Halt der Gewalt!

Astrid Kraxner, Alexandra Zolitsch, Paulina Gstrein, Karin Seidner, Selma Yildirim und Simone Huber (v.l.) leisteten wichtige Aufklärungsarbeit im Rahmen der Aktion „16 Tage gegen Gewalt“. RS-Foto: Stecher

SPÖ Frauen-Aktion „16 Tage gegen Gewalt“

Man kann nicht oft genug darauf aufmerksam machen: Jede fünfte Frau in Österreich ist Opfer häuslicher Gewalt. Wie in solchen Fällen geholfen werden kann, darüber informierten die Imster SPÖ Frauen im Rahmen der bundesweiten SPÖ-Aktion „16 Tage gegen Gewalt“.

Am 25. November wird der Internationale Tag zur Beseitigung von Gewalt gegen Frauen begangen und am 10. Dezember der Tag der Menschenrechte.

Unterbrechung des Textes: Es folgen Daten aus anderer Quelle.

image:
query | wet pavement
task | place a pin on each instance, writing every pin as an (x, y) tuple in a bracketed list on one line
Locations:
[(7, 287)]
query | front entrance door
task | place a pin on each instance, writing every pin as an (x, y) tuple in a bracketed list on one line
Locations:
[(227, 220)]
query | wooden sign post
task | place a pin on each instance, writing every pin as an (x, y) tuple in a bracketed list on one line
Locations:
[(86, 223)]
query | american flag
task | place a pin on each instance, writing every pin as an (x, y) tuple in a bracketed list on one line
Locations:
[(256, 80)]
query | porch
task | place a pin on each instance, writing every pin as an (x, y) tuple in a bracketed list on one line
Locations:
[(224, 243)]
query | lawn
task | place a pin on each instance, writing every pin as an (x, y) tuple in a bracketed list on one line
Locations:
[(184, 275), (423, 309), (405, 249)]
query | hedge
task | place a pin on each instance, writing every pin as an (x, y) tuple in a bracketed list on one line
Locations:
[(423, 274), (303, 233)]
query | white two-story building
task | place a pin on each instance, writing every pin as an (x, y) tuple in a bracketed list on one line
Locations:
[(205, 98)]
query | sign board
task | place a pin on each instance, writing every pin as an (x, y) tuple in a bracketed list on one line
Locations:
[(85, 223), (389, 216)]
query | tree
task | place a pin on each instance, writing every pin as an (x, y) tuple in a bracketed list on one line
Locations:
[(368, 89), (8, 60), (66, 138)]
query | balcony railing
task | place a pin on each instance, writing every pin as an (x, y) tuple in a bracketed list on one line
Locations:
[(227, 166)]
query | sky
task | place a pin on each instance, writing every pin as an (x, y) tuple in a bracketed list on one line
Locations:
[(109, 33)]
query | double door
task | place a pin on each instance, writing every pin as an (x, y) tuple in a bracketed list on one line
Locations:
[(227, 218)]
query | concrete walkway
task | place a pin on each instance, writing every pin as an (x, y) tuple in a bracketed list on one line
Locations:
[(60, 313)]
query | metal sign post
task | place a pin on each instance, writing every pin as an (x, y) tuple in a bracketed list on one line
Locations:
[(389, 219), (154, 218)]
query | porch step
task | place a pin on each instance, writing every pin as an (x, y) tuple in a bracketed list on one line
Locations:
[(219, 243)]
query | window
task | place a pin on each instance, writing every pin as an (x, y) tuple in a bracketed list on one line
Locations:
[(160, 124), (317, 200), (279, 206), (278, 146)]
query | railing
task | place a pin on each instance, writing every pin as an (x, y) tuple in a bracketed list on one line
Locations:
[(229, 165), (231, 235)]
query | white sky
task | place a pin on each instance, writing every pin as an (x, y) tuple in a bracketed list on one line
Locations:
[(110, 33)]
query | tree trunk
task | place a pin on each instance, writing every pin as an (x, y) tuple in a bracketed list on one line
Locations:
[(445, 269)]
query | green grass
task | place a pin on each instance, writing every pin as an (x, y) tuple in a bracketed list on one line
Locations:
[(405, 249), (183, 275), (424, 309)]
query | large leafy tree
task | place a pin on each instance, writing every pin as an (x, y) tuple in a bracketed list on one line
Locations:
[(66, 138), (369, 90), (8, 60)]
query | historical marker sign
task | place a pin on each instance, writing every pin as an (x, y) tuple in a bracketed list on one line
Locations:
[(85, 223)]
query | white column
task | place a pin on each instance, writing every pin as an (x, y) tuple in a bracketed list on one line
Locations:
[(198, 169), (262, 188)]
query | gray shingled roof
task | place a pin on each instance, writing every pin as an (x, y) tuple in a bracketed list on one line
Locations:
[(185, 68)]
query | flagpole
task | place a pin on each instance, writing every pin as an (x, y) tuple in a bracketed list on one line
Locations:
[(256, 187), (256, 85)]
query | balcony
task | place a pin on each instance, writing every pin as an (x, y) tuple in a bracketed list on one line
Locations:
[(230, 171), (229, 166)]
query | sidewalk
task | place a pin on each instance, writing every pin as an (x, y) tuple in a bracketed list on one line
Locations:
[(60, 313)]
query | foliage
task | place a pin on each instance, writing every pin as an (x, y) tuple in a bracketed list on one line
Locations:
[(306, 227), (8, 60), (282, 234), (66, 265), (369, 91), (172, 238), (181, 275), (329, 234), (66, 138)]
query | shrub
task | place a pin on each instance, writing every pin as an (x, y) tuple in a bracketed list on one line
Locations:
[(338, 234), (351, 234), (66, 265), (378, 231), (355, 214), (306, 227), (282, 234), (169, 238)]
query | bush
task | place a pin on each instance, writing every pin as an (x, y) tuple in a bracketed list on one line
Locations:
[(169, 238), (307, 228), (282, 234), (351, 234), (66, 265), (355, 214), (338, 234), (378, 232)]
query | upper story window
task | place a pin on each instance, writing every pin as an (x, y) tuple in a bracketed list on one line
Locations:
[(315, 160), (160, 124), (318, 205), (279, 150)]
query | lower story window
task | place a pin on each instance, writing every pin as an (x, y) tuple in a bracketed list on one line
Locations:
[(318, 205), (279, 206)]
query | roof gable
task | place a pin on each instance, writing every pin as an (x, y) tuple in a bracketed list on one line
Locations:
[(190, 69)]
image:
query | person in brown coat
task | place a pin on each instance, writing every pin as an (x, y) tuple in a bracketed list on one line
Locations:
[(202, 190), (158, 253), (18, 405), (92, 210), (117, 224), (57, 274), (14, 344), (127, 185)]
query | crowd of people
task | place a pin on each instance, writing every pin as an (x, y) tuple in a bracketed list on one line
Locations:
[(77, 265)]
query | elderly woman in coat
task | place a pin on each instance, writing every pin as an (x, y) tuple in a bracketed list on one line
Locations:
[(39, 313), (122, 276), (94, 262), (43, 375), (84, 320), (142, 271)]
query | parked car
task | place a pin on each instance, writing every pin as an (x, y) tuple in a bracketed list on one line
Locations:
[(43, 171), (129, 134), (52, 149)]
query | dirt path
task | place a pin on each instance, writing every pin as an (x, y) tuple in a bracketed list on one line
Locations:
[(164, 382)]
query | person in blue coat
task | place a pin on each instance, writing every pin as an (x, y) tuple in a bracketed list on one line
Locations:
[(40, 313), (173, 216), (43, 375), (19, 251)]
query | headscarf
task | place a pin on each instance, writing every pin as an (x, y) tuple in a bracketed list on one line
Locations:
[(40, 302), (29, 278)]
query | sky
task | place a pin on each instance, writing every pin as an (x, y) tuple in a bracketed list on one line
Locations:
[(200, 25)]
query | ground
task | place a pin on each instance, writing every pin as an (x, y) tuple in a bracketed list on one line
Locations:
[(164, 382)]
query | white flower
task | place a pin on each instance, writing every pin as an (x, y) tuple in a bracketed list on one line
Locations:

Die Tage dazwischen nutzten die SPÖ Frauen österreichweit, um im Rahmen der Aktion „16 Tage gegen Gewalt“ für das Thema zu sensibilisieren. Die Imster SPÖ Frauen rund um Vorsitzende Paulina Gstrein kamen im Imster FMZ zusammen, um mit Trillerpfeifen und wichtigen Kontaktdaten auf das Thema aufmerksam zu machen. Unterstützung bekamen sie von der Vorsitzenden der SPÖ Frauen Tirol, Selma Yildirim.

Beim Verteilen der roten Trillerpfeifen und der Visitenkarten der rund um die Uhr erreichbaren und kostenlosen Frauenhelpline ging es dem engagierten Team darum, bestehende Gewaltschutzeinrichtungen bekannter zu machen. Betroffene Frauen sollen wissen, dass es mehrere Einrichtungen gibt, an die sie sich wenden können und wo ihnen geholfen wird. SPÖ Imst-Vorsitzende Paulina Gstrein machte darauf aufmerksam, dass es gerade an den Weihnachtsfeiertagen vermehrt zu Eskalationen kommt. „Jede fünfte Frau ist von häuslicher Gewalt betroffen. Die eigenen vier Wände sind für Frauen damit der gefährlichste Ort“, informierte Gstrein, gemeinsam mit ihrer Stellvertreterin Alexandra Zolitsch.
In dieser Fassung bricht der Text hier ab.